Closed broeder-j closed 4 years ago
ok the calcjob hash on the CI is different...
Thanks! I will give this a more thorough review later, but regarding the first point: We can definitely merge this even if it's not 100% ready yet, since the same is true for the package as a whole.
Let me know if you want me to take a look at the CI issue.
Also I am not sure how to resolve these pre-commit mypy issues:
tests/export_cache/test_export_cache.py:23: error: Class cannot subclass 'WorkChain' (has type 'Any')

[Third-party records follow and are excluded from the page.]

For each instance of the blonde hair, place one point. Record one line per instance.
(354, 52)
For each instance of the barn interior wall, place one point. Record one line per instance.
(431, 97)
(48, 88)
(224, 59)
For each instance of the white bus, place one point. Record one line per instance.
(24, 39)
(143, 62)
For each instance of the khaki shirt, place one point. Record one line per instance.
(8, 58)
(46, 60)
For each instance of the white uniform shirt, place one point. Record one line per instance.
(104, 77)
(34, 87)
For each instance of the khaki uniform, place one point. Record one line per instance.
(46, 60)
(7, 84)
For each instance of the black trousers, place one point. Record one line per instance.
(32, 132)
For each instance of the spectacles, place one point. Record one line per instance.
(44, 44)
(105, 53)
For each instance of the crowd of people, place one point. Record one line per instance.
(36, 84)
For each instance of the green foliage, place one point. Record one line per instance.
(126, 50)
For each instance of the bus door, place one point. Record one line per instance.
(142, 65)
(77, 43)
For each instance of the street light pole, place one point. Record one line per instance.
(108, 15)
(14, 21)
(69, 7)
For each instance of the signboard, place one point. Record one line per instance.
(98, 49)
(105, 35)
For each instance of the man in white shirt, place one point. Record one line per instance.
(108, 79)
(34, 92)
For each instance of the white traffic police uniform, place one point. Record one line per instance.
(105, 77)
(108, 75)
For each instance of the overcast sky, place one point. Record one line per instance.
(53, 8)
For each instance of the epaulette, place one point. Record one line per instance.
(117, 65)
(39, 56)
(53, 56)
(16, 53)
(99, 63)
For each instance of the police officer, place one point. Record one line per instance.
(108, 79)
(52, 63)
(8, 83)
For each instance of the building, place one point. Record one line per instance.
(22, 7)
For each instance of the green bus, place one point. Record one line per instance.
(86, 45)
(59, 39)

tests/export_cache/test_export_cache.py:23: error: Base type WorkChain becomes "Any" due to an unfollowed import
aiida_testing/export_cache/_fixtures.py:315: error: Need type annotation for 'union_pk' (hint: "union_pk: Set[<type>] = ...")
Found 3 errors in 2 files (checked 13 source files)
I've added comments on how to fix the mypy
issues - but I'm also not 100% convinced if mypy
is a net benefit here, given that I also have limited experience with it so far.
This depends on whether you (and the other contributors) want to get acquainted with mypy
, or if it's mostly a nuisance.
Tagging @PhilippRue @ltalirz for comment.
Up to you, guys. I've never used mypy, but now that python 3.5 is the lowest python version we support, and 3.6 will be it in September, I would say it's only a matter of time for type hints to enter aiida-core (they would certainly be welcome!).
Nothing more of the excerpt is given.